Minister tearfully steps down over Presbyterian church’s rejection of same-sex couples

Reverend Ian Carton of Whitehead Presbyterian Church

A long-time Presbyterian minister in Northern Ireland has stepped down in protest against the church’s rejection of same-sex couples.

Reverend Ian Carton, of Whitehead Presbyterian in County Antrim, said that the Presbyterian church’s decision to prohibit same-sex couples from accessing full church membership meant his congregation was forced into “excluding people we’d like to welcome”.

In 2018, the Presbyterian Church in Ireland’s General Assembly decided that people in same-sex marriages should not be recognised as full members of the church, and that their children could not be baptised.
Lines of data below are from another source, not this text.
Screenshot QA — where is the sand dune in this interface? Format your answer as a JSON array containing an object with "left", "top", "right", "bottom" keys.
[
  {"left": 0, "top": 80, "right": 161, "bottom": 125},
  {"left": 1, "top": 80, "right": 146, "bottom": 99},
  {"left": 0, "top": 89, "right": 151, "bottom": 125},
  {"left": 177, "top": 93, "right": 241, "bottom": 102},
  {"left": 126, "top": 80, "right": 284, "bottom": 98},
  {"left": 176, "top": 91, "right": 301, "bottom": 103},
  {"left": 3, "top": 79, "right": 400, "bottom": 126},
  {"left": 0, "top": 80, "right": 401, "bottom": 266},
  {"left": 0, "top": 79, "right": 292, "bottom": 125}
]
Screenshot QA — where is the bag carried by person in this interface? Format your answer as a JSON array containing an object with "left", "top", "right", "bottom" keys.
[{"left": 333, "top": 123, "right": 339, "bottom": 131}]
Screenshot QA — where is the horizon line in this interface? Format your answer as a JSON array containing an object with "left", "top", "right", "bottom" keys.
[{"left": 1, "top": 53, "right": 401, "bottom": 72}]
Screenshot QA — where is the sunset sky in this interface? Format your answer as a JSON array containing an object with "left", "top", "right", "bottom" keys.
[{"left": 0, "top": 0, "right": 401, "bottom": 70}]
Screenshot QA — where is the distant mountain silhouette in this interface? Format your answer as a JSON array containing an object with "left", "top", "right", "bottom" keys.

In an address to his congregation on Sunday (30 May), Carton explained that while the decision “to leave the church of my birth, the church that I’ve grown up in” was “incredibly difficult” make, he was planning to step down in September.

He said: “I am informing you that I intend to ask the Presbytery of Carrickfergus to release me from my charge as minister of Whitehead on the 30 September this year.
“I wanted you to hear from me first and not after I have made the request.

“I just have found it incredibly difficult.”

Carton explained that his wife had stopped going to Presbyterian church in October 2020, because she “felt if it was a church that was saying to anybody that you’re not welcome, that you’re not invited on the basis of gender, on the basis of your sexual orientation, that wasn’t a place that she could be”.

Becoming tearful, he said: “I’ve tried to keep going, but it’s become a bit like trying to ride two horses at the same time that are going in two different directions.”

Explaining how he came to the decision to step away from the church after 14 years as a minister, he said that since the General Assembly’s decision he had felt “far from comfortable with the current direction that the Presbyterian Church seems to be going in”.

Carton said he had studied and prayed, but added: “What I hear is God calling me, calling me to those who certainly feel cast out, who feel rejected, who feel unloved.

“The decisions taken by our denomination mean that they can never belong.”